How can I Download Everything?
Many affiliate programs provide data feeds. A data feed provides information on many products all in a single file. But with millions of constantly-updated products available from Amazon.com, Amazon decided a data feed was not practical. Instead they implemented the A2S web services. Unlike a data feed which is downloaded into a database, web services provide specific information when it's needed by your application.
If you're trying to find a way to "download everything" or "download all ...whatever..." using A2S, then you probably are not trying to use it the way it's designed to be used. The best thing to do is to use A2S as it's intended. Don't try to download everything at once. Just download the information as it's needed to be displayed.
Caching A2S Results
You can cache the information so it doesn't have to be downloaded as often. You may considering using a combination of a simple cache (just storing the results of specific queries) and smart caching (storing parsed information in a relational database).
An example of a simple cache is demonstrated in PHP code in the Getting Rest Results with Simple Caching article. It describes a simple caching mechanism where the entire XML result of an A2S query is stored in a database table indexed by the query (the A2S request URL) itself. When the script needs to do an A2S query, it first reads the cached result from the database. If there is no cached result in the database, it queries Amazon and stores the result, with a timestamp, in the database.
If there is a result in the database, it looks at the timestamp. If it's more than a specified number of days in the past, it does a query to Amazon. If the query is successful, it updates the record in the database and uses the new information.
If the Amazon query fails, or the information in the database is not too old, it uses the cached information.
There are limits specified in the AWS license agreement on how long you are allowed to cache some information. For example, you are not allowed to cache prices for more than one hour. So, when displaying prices, you should design your application to make a specific request for prices any time you need to display a price while caching other information.
The function described in the article allows you to bypass caching by setting the cache argument to false. You might also consider modifying the function to specify the cache duration in seconds instead of days which would allow you to cache requests for prices for up to one hour.
A smart caching scheme takes advantage of the fact that different A2S calls return similar types of information and that the AWS license agreement allows you to store different types of information for different lengths of time.
The same type of information is often available from different types of A2S calls. For example, you generally use an ItemSearch operation and specify a browse node ID in order to find products in a specific browse node. But, by including the BrowseNodes response group when doing an ItemLookup operation on a specific product (ASIN), you get a list of the browse nodes in which the product is included. A smart cache would parse the ItemLookup response and store the browse node information as well as the other product details. This could reduce the number of ItemSearch operations your application would need to make. In a similar manner, an ItemSearch operation to get a list of products in a specific browse node also returns information on the products which can be cached.

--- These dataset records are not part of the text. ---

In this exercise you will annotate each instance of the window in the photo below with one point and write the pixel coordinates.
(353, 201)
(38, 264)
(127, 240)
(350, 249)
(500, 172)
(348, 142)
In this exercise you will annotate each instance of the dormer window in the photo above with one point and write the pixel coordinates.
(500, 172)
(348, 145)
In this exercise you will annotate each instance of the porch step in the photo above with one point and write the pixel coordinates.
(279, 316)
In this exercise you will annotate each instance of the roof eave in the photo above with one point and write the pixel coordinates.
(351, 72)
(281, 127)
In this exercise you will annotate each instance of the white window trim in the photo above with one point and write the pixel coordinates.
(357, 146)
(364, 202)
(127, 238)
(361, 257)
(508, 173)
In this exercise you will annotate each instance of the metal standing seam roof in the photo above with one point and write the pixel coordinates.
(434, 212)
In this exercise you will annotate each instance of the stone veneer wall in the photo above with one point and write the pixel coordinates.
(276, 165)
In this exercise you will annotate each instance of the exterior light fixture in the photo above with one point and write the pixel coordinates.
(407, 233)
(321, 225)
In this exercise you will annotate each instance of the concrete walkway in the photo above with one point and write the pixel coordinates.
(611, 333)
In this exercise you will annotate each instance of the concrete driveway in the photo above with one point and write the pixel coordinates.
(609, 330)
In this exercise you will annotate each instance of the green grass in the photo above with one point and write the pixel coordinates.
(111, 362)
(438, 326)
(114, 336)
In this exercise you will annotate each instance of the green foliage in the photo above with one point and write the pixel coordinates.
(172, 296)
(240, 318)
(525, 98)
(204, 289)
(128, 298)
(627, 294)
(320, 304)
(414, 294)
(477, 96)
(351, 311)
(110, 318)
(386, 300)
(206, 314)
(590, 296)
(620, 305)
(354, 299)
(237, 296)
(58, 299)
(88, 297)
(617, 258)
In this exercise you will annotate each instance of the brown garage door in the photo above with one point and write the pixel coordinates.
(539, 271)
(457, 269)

Each piece of data stored in the cache should be tagged with time stamp. When the information is about to be displayed to a user, the time stamp should be checked. If the information is older than allowed by the license agreement, perform an A2S query to update the information.
Generally, if your site is not very busy, you'll not average more than one request per second, so there won't be a problem. For a busy site, the "one-second rule" won't affect you if you design your code intelligently, cache information as appropriate, and send customers to Amazon. If, on the other hand, you write a tight loop that tries to download information on every Amazon product as fast as possible, you will run into problems.